Por fin un resultado definitivo. «Tenía malaria pero no me daban el tratamiento si no pagaba los 40 euros que valía», cuenta. No tenía efectivo. Solo una tarjeta de crédito que entregó a su amigo. «Saca lo que haga falta porque me estoy muriendo», le suplicó. Y así fue. Este corrió hasta conseguir el dinero necesario para que le dieran la medicación. Sin embargo, para su mala suerte, el tipo de malaria que tenía, la había contraído en Sudán del Sur y no existía en Cabo Verde, por lo que acabó confinado en una cama cubierta por una mosquitera.

«Comía allí, hacía mis necesidades allí» y entre delirios y alucinaciones (no sabe si por la medicación o por la enfermedad) aguantó luces encendidas las 24 horas, gente gritando y muertes diarias. La esperanza era que pronto sería repatriado. Así se lo hizo saber la embajadora de España, que fue a visitarle y le aseguró que estaban preparando un helicóptero para hacerlo volver.

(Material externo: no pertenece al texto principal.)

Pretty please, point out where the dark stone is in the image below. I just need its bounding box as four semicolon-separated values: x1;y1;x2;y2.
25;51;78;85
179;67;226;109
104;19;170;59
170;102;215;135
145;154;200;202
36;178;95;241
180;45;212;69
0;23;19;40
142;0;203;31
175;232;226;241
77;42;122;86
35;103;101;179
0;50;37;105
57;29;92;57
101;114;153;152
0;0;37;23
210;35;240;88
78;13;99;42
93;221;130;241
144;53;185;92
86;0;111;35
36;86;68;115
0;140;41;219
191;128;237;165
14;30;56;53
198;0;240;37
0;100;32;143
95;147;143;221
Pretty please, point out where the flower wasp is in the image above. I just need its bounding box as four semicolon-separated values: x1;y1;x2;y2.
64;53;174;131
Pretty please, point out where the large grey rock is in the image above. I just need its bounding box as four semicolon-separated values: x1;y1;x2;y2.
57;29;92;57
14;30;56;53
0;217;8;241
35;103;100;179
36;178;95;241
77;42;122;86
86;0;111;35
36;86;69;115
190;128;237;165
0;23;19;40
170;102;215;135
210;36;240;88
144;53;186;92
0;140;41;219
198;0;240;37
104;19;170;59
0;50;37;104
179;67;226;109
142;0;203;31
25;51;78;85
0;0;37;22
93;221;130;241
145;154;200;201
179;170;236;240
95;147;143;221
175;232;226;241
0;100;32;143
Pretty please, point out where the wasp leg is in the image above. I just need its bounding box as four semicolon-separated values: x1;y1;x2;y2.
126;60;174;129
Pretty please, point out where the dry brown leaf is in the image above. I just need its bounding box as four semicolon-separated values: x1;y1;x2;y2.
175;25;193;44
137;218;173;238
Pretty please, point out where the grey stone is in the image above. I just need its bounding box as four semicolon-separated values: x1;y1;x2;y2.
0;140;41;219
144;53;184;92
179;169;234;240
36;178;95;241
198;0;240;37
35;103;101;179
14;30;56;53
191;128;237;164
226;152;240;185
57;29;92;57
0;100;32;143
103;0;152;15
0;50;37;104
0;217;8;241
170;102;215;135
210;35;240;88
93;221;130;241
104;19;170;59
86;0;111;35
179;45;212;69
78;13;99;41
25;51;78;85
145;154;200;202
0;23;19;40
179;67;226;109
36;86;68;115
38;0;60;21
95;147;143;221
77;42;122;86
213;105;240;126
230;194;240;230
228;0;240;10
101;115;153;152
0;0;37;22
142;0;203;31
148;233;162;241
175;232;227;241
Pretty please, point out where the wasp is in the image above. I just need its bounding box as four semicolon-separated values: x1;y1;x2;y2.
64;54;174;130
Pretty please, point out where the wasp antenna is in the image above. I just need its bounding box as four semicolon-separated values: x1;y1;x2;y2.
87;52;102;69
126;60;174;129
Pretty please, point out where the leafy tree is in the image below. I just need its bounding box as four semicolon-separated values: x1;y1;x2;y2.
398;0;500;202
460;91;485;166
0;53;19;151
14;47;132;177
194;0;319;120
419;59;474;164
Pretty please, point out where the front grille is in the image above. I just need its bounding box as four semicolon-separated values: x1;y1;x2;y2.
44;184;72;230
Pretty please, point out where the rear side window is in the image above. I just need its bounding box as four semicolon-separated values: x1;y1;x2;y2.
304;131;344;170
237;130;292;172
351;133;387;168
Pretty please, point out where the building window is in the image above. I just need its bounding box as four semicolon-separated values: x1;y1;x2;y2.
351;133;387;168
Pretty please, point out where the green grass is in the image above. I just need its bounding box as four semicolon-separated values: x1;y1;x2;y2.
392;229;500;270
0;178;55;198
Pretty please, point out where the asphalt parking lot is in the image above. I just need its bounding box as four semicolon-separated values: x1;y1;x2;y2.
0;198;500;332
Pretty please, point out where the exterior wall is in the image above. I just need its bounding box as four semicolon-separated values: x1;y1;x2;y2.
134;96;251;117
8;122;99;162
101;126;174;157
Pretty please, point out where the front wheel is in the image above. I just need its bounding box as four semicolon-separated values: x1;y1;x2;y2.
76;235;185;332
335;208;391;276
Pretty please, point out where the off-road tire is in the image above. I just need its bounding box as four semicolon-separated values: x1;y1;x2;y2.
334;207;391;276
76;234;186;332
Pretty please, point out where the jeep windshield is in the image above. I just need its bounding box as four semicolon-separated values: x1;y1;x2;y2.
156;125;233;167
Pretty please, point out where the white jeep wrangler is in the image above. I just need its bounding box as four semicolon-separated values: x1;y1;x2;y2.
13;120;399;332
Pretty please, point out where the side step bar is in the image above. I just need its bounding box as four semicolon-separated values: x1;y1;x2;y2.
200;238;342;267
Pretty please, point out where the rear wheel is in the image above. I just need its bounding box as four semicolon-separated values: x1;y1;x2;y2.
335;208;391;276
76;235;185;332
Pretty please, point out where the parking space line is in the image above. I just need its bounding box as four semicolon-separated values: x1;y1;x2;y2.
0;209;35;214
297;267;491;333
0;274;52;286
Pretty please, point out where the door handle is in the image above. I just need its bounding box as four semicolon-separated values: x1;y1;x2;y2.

La situación era dantesca. Las plaquetas bajaban descontroladamente. Ya estaba a 8.000 y ni el agujero de una vía conseguía cicatrizar, por lo que el traslado en helicóptero era demasiado arriesgado. Estaba aterrorizado, seguramente necesitaría una transfusión en ese lugar, donde las jeringuillas yacían en una caja en mitad del pasillo, donde entre condiciones insalubres, lo obligaban a diario a ducharse con agua fría, en un baño plagado de mosquitos.

Caja donde tiraban las jeringuillas

¡Se acabó! Me largo de aquí

Los días pasaban y Aníbal empezó a mejorar. Sus plaquetas fueron subiendo y la fiebre remitió poco a poco. Por fin buenas noticias, a las que se sumó una más. La visita inesperada de su novia, Lucía, que había cogido un vuelo desde España para estar a su lado. «Esto es amor, se dijo». Después de la pesadilla vivida empezaba a ver la luz.

Esperaba ansioso a que le dieran el alta, pero la cosa se alargaba sin saber porqué. Preso del aburrimiento y de la incomodidad pedía cada día que le dejaran marchar. «Necesito ser libre». Abandonar ese cuarto que, para colmo, estaba vigilado por un guardia de seguridad, era su prioridad. Pero no había forma.

«Lucía ¿tú sabrías quitarme la vía?», le dijo a su novia. «Claro, soy enfermera Aníbal», le contestó. ¡Pues se acabó!, me largo de aquí. Durante dos horas estuvo estudiando los movimientos del guardia y, cuando tuvo la situación controlada, echó a correr. De esta forma se acabó la pesadilla, escapándose del hospital, ante la sorpresa de la embajadora, que justo en ese momento, iba a visitarlo. «¿Qué haces Aníbal? Me voy. Ya no puedo más. Ok pues corre que yo no he visto nada«.

Sin huir de esta terrible experiencia, el protagonista cuenta que de los viajes le han permitido vivir momentos inolvidables. «Al final me quedo con la belleza del intercambio cultural. Personas que te reciben con extrañeza o curiosidad y te acarician el pelo o te tocan la piel, porque nunca han visto un tatuaje«.

«He vivido momentos preciosos de rituales tribales. Por ejemplo, en Camerún, donde en honor a la luna llena, la tribu Dupá empieza a bailar justo en el momento en que asoma por las montañas. Son momentos brutales que jamás olvidaré».